By Kevin Daley, DCNF
While terror suspect Ahmad Khan Rahami was preparing to wage war on the West, his family was mixing coleslaw and filling meal tickets.
The Rahami family, who came to the United States in 1995 and were granted asylum in 2011, owns and operates a greasy spoon in Elizabeth, N.J. called First American Fried Chicken, the sort of corner store that slings subs, fried chicken, and flavored cigars — all mainstays of American dining.
Though the stand enjoyed high ratings and positive reviews prior to this weekend’s bombings, Yelpers inundated the page with feedback ranging from cheeky to deeply racist after press reports identified the restaurant as belonging to the terror suspect’s family.
“Not as good as the Guantanamo location,” quipped Mark S. of Flushing, New York.
“I was told that the pressure-cooked fried chicken was da bomb, but I must have come across one of the duds,” Don L. of Tuscon, Arizona wrote. “The ‘call to prayer’ music is a bit unnerving, too.”
“My personal recco is to order the Religion Of Pieces – it’s Shredded Meat, cooked rare and dripping with blood. And to wash it down, drink their Tea Roar,” adds Mark S. of Mandeville, Louisiana, who elsewhere refers to the family as “filthy Mohammedan savages.”
One user in the Edison, N.J. area claimed to frequent the restaurant in the past. He hedged his four star rating by alleging disparate treatment due to his race. “But for real tho I think the dude that works there is a little racist,” Samy A. writes. “My name is Mike but he still calls me Miguel cause I’m brown wtf bro? Also they real stingy on dem napkins and plastic spoon forks so yea just remember that.”
Some came to the family’s defense, and admonished users who were mocking the Rahami family.

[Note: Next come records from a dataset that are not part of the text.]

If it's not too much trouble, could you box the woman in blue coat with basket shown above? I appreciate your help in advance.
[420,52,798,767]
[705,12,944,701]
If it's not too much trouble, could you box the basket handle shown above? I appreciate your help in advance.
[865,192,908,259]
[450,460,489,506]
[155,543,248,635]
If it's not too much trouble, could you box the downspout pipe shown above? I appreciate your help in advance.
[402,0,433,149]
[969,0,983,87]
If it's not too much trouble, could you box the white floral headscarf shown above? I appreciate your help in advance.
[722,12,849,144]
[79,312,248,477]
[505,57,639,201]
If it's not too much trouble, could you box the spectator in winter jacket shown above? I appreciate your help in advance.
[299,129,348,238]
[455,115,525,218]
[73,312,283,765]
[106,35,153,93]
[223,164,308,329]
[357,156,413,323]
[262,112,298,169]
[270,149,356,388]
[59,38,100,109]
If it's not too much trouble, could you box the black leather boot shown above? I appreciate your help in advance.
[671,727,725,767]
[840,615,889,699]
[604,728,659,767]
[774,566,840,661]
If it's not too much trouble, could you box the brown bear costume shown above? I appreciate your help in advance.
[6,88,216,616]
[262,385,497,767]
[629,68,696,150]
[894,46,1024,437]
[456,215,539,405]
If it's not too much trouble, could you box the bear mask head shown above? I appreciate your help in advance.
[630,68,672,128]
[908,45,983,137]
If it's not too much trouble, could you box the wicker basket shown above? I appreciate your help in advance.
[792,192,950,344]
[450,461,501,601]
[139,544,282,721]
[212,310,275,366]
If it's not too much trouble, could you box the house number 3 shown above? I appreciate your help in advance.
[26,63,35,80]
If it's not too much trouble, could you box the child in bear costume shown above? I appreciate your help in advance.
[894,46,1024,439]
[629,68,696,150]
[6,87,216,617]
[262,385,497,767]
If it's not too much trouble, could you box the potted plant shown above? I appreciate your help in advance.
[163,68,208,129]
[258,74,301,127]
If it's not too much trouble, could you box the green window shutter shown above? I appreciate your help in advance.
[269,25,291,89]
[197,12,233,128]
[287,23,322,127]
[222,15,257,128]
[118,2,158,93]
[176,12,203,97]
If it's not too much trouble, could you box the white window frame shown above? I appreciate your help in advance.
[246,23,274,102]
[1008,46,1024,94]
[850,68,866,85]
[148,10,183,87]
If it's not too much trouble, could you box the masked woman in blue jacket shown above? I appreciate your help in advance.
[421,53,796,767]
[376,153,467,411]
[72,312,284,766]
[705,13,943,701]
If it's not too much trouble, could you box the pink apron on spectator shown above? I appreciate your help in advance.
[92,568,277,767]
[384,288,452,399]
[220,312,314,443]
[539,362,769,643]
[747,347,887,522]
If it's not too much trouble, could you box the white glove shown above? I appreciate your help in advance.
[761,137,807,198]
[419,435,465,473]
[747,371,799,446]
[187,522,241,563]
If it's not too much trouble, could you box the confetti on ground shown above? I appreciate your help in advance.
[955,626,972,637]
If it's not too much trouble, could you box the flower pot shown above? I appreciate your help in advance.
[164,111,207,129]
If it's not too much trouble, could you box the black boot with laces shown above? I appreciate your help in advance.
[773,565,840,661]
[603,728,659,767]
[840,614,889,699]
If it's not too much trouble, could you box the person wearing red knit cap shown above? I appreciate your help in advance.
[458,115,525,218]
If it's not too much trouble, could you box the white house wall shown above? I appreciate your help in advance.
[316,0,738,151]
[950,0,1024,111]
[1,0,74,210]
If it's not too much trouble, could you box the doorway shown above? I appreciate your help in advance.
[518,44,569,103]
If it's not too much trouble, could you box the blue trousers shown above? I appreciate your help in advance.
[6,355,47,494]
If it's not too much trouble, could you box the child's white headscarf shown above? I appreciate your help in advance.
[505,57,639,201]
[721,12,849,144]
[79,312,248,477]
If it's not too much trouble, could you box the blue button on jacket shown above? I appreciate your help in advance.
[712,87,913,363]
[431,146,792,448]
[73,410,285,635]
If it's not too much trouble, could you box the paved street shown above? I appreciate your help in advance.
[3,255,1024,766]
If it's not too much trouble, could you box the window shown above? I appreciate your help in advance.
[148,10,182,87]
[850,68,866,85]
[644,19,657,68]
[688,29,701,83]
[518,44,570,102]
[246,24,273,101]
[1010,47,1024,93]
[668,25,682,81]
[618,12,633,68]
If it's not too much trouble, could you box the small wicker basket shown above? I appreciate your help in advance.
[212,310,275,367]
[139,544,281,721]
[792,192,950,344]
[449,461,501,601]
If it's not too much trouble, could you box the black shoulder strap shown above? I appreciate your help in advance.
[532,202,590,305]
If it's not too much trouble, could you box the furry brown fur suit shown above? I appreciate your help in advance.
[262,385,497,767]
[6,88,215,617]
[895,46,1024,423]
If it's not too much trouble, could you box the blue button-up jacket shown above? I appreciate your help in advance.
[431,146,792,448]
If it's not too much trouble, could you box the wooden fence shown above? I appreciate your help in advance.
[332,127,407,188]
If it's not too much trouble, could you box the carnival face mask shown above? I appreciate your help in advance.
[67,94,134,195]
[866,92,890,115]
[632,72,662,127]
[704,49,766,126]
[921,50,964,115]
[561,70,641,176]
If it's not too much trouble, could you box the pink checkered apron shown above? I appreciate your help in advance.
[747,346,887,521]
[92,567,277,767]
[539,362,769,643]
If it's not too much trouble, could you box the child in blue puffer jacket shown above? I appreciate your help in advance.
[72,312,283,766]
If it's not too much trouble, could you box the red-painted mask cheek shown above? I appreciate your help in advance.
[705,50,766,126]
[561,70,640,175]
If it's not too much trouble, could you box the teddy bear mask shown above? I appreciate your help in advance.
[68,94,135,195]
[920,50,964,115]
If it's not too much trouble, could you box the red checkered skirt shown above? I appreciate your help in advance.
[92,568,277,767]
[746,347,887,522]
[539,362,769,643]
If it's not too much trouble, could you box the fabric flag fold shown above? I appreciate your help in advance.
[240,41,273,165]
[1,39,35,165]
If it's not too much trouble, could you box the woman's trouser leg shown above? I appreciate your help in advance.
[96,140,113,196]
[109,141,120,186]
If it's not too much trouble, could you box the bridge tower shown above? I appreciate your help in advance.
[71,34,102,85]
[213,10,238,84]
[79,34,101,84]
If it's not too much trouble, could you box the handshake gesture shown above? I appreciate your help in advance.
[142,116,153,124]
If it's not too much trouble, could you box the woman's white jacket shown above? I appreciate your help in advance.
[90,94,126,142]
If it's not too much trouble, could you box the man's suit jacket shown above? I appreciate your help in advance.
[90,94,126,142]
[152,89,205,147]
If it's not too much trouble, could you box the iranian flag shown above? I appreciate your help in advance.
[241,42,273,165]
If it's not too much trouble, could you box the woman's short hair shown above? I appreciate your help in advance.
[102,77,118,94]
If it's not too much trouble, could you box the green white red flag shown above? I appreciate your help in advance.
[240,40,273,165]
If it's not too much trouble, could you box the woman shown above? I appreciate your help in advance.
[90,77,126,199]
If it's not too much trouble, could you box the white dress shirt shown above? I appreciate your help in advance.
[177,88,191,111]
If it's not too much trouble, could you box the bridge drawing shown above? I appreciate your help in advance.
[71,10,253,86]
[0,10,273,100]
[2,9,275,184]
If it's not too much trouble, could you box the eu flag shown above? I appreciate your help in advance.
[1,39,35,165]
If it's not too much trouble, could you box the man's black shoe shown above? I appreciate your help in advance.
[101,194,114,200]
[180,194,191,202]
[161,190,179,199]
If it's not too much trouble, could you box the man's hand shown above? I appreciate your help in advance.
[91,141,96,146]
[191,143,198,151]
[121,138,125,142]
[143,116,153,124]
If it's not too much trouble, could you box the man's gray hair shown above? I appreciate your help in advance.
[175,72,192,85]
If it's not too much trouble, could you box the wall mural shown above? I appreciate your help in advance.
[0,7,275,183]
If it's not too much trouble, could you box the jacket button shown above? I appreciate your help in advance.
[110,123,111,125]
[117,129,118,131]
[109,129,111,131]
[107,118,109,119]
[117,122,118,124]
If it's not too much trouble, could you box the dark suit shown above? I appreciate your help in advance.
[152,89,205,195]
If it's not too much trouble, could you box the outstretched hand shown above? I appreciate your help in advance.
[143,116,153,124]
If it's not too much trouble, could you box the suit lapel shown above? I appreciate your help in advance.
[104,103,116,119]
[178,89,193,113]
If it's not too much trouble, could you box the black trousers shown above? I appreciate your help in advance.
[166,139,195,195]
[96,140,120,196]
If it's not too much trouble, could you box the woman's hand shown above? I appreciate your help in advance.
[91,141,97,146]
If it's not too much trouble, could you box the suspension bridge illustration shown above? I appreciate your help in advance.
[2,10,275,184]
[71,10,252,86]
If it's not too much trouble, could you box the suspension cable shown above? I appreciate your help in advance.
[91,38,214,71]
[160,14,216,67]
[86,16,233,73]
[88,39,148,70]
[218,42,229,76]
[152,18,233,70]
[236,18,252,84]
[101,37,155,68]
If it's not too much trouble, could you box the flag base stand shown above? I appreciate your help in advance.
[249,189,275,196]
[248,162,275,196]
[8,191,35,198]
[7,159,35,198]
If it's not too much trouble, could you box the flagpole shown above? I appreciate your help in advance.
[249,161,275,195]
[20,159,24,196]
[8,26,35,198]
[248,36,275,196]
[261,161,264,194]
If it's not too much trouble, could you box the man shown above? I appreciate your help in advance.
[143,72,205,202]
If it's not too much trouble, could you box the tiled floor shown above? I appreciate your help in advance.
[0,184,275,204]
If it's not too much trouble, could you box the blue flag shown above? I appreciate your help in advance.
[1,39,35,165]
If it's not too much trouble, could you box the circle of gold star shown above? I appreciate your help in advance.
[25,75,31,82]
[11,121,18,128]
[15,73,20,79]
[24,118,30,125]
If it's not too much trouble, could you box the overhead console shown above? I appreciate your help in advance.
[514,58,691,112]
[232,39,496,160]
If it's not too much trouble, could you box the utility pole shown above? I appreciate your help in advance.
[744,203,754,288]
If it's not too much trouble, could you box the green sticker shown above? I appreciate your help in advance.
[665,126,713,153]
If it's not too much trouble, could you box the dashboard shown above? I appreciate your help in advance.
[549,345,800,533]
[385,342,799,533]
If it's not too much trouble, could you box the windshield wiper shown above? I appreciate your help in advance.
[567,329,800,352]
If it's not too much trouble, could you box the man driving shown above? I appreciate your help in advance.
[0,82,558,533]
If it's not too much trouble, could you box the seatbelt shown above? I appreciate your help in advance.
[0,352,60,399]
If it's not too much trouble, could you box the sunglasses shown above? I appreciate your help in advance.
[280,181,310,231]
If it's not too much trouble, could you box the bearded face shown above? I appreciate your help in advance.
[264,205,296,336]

“Grow up and stop taking your miserable lives out on these innocent people,” Joshua D. of Barnstable, Massachusetts wrote.
The deluge of comments prompted Yelp to moderate the board. Comments relating to the attack or posted in proximity to events in New York this weekend will be removed from public view.
“This business recently made waves in the news, which often means that people come to this page to post their views on the news,” Yelp advised on the restaurant’s page.
“While we don’t take a stand one way or the other when it comes to these news events, we do work to remove both positive and negative posts that appear to be motivated more by the news coverage itself than the reviewer’s personal consumer experience with the business.”
The Elizabeth City Council passed an ordinance requiring the restaurant to close at 10:00 p.m. after repeated nuisance complaints from neighbors, The New York Times reports. Members of the community said it attracted rowdy crowds late into the evening who exhibited boorish behavior.